A strength of the current study was the number of participants who provided LSD concentration–effect data to derive a pharmacokinetic–pharmacodynamic model. However, a major limitation is the lack of CYP2D6 variant/activity score representation. Specifically, we had low numbers of intermediate metabolisers and no poor or ultra-rapid metabolisers. Copy number variation was found in five participants including three with exon 9 exchanges (one SNP fail) and two with *68. They are potential ultra-rapid or poor metabolisers. A strength of identifying these hybrids, however, is that without assessing copy number variations, we potentially would have wrongfully classified them based on their diplotype determined in the core panel alone. For example, one of the hybrid participants would be classified as a poor metaboliser had we not assessed copy number variations.

Studies of a larger size are required to assess any pharmacogenomic effects, for example, the influence of CYP2D6 genotype status on LSD clearance. The current data provide a rationale for continued study into whether activity scores and CYP SNPs could be used to inform future prescribing of microdoses of LSD.

Future studies are warranted to find a PD metric that is informative on the physiological effects and mechanisms of microdoses of LSD. Such information would be useful in establishing the effects of different formulations and if future therapeutic uses are found for microdosing, PKPD models would be additionally useful in determining effective concentrations and establishing rationalised optimal doses, regimens and formulations. Modelling could also indicate an effective mechanism.

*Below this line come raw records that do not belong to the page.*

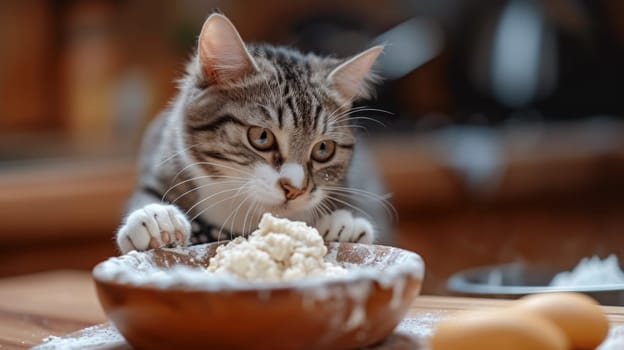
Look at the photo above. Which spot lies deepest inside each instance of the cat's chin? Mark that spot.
(289, 210)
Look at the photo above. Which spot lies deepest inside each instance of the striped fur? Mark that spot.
(196, 154)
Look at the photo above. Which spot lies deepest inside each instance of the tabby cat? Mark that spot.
(256, 129)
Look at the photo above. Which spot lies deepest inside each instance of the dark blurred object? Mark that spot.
(567, 60)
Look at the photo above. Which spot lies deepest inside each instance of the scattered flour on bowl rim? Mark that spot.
(279, 249)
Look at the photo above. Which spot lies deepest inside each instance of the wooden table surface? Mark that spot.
(57, 303)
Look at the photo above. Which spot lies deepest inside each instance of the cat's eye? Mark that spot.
(260, 138)
(323, 151)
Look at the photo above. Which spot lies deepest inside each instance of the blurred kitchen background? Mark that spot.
(505, 142)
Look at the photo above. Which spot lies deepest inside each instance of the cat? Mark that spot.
(254, 129)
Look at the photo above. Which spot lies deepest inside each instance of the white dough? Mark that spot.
(279, 249)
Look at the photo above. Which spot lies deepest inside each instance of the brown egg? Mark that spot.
(507, 329)
(579, 316)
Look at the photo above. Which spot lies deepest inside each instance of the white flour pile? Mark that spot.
(591, 271)
(279, 249)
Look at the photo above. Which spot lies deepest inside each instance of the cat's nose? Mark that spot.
(290, 191)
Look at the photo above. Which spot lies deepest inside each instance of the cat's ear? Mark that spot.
(221, 52)
(353, 78)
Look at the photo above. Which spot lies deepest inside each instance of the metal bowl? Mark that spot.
(509, 281)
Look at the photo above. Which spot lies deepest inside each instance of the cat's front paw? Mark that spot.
(153, 226)
(342, 226)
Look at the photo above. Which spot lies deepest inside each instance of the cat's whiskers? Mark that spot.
(234, 212)
(175, 154)
(252, 208)
(221, 183)
(381, 199)
(213, 164)
(208, 198)
(198, 178)
(333, 198)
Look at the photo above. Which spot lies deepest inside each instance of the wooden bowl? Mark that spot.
(157, 304)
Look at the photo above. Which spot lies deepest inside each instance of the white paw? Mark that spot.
(153, 226)
(342, 226)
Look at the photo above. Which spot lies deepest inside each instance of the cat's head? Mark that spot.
(270, 121)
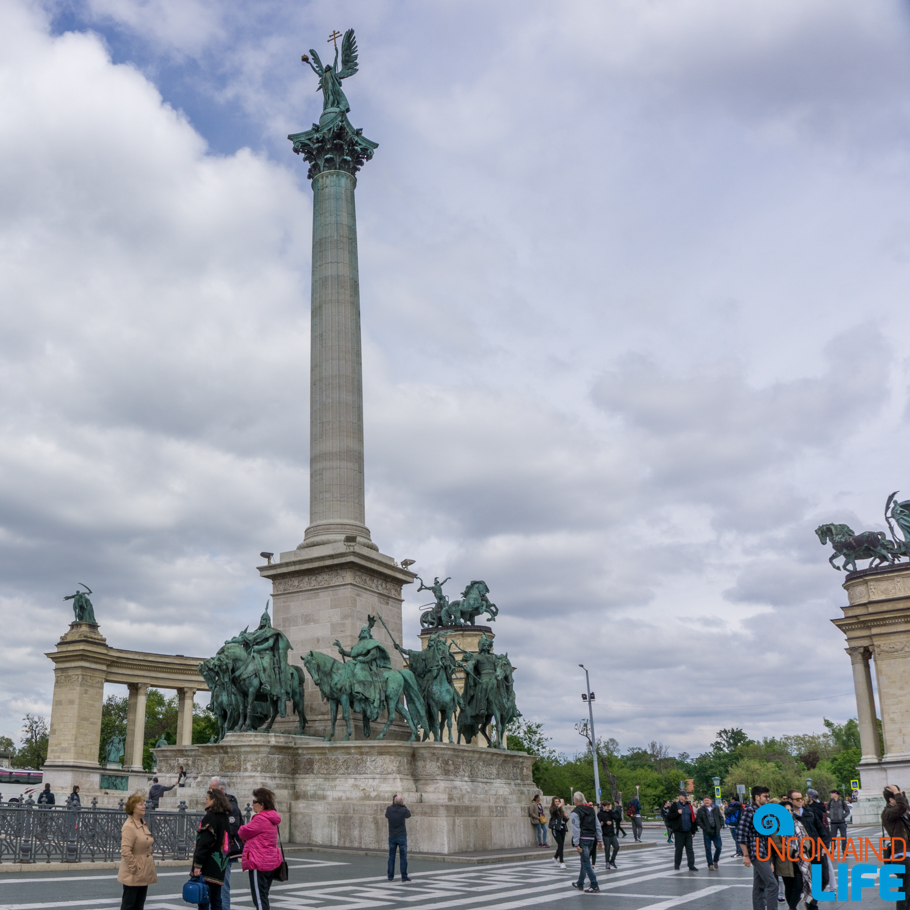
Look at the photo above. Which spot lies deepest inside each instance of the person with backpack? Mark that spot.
(633, 811)
(585, 834)
(558, 826)
(608, 828)
(731, 817)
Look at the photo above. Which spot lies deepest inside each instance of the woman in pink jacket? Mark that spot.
(261, 856)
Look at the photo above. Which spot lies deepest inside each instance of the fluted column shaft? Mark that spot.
(865, 705)
(336, 383)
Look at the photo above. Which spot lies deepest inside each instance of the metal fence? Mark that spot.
(30, 833)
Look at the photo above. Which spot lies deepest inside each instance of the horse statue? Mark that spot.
(868, 545)
(474, 601)
(336, 686)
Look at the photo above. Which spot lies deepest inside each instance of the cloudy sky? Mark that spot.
(634, 281)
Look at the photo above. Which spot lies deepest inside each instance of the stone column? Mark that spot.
(135, 727)
(865, 704)
(185, 716)
(336, 383)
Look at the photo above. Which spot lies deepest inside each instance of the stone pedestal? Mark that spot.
(876, 623)
(325, 593)
(336, 794)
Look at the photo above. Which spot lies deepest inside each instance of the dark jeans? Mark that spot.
(611, 848)
(399, 843)
(586, 867)
(793, 888)
(712, 839)
(214, 898)
(134, 897)
(684, 839)
(560, 838)
(260, 882)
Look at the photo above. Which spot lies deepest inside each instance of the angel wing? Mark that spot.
(316, 63)
(348, 55)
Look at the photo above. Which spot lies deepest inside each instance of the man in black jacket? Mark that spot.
(681, 817)
(711, 821)
(397, 813)
(235, 820)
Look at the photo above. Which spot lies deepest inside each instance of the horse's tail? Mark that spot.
(417, 707)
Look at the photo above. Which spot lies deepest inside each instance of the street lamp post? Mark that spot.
(589, 698)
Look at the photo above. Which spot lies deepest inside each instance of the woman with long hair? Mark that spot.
(261, 855)
(137, 865)
(213, 846)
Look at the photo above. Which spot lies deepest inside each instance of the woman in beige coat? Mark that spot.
(137, 866)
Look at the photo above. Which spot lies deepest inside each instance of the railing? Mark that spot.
(30, 833)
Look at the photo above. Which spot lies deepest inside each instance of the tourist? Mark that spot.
(156, 791)
(711, 821)
(791, 869)
(838, 813)
(234, 821)
(810, 817)
(683, 824)
(608, 829)
(617, 816)
(558, 825)
(137, 865)
(261, 853)
(535, 811)
(732, 812)
(637, 826)
(756, 853)
(664, 811)
(210, 856)
(397, 814)
(585, 833)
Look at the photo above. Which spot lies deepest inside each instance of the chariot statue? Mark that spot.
(82, 606)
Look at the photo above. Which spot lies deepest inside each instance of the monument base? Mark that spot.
(335, 794)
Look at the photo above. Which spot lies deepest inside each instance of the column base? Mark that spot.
(325, 593)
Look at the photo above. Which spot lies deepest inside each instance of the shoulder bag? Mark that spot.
(281, 873)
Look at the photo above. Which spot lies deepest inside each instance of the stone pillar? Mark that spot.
(135, 727)
(865, 704)
(336, 383)
(185, 716)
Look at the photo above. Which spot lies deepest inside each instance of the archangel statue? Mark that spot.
(251, 680)
(82, 606)
(489, 694)
(333, 143)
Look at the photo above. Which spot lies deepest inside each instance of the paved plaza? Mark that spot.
(645, 880)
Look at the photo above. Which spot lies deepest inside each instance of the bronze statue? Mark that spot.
(82, 606)
(489, 694)
(367, 685)
(251, 681)
(434, 669)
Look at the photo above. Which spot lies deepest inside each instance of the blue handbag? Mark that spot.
(195, 891)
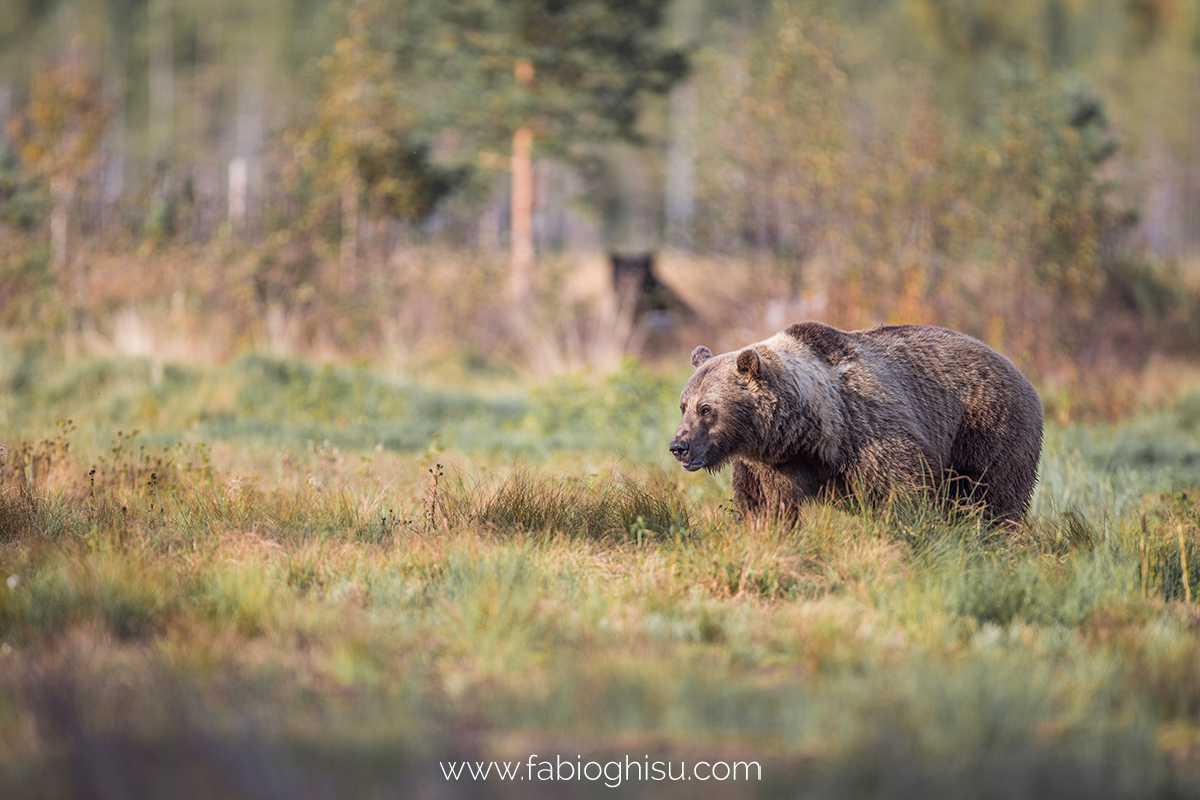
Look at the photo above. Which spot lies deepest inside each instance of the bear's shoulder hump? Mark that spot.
(827, 342)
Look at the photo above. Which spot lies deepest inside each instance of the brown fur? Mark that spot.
(816, 411)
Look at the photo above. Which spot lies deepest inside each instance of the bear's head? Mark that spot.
(721, 408)
(768, 402)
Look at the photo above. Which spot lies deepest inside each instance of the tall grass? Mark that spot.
(243, 617)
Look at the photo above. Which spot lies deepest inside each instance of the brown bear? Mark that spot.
(815, 411)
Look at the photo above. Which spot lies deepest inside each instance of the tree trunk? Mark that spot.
(162, 79)
(349, 250)
(681, 178)
(522, 211)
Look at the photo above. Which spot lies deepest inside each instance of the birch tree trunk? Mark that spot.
(522, 211)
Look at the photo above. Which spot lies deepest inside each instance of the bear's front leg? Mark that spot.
(747, 489)
(774, 488)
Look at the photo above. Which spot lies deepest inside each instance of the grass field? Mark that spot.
(274, 579)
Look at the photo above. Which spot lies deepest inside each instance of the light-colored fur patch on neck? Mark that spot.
(804, 376)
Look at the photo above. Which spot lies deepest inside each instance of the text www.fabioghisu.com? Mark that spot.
(612, 774)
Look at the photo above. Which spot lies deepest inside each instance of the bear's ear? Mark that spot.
(749, 364)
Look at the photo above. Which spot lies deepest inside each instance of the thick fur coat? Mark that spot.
(815, 411)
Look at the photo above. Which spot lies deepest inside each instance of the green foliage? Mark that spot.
(630, 411)
(595, 609)
(611, 506)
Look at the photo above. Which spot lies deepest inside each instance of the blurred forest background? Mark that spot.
(185, 180)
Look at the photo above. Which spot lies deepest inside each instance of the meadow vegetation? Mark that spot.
(279, 579)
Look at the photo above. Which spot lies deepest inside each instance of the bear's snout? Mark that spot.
(683, 453)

As described in Murphy et al. (2023), this study only included males. While Holze et al. (2019) demonstrate there appear to be no PK differences in females vs males, to the author’s knowledge, PD differences have not been investigated. Diurnal effects of BDNF have also been found to vary with sex, with plasma concentrations decreasing across the day in males but not females (Choi et al., 2011; Piccinni et al., 2008), and not for either sex in serum (Choi et al., 2011). Future studies should study females, not just by including them, but by accounting for the effect of being female on the study variables in the design and statistical analysis. This means considering the menstrual cycle phase and life stage (such as reproductive, perimenopausal and postmenopausal).

Conclusion

With growing interest in the potential therapeutic applications of microdosing psychedelics comes the need for renewed study into the PK and PD of candidate drugs such as LSD. This study provides a population PKPD model, and LC-MS/MS assay that can be taken forward into clinical and bioequivalence studies. CYP2D6 activity score remains worthy of continued large studies into whether poor or intermediate-weak metabolism may serve as a biomarker of response. Further studies ought to find sensitive and reliable PD measures that can be densely sampled and coupled with PK modelling.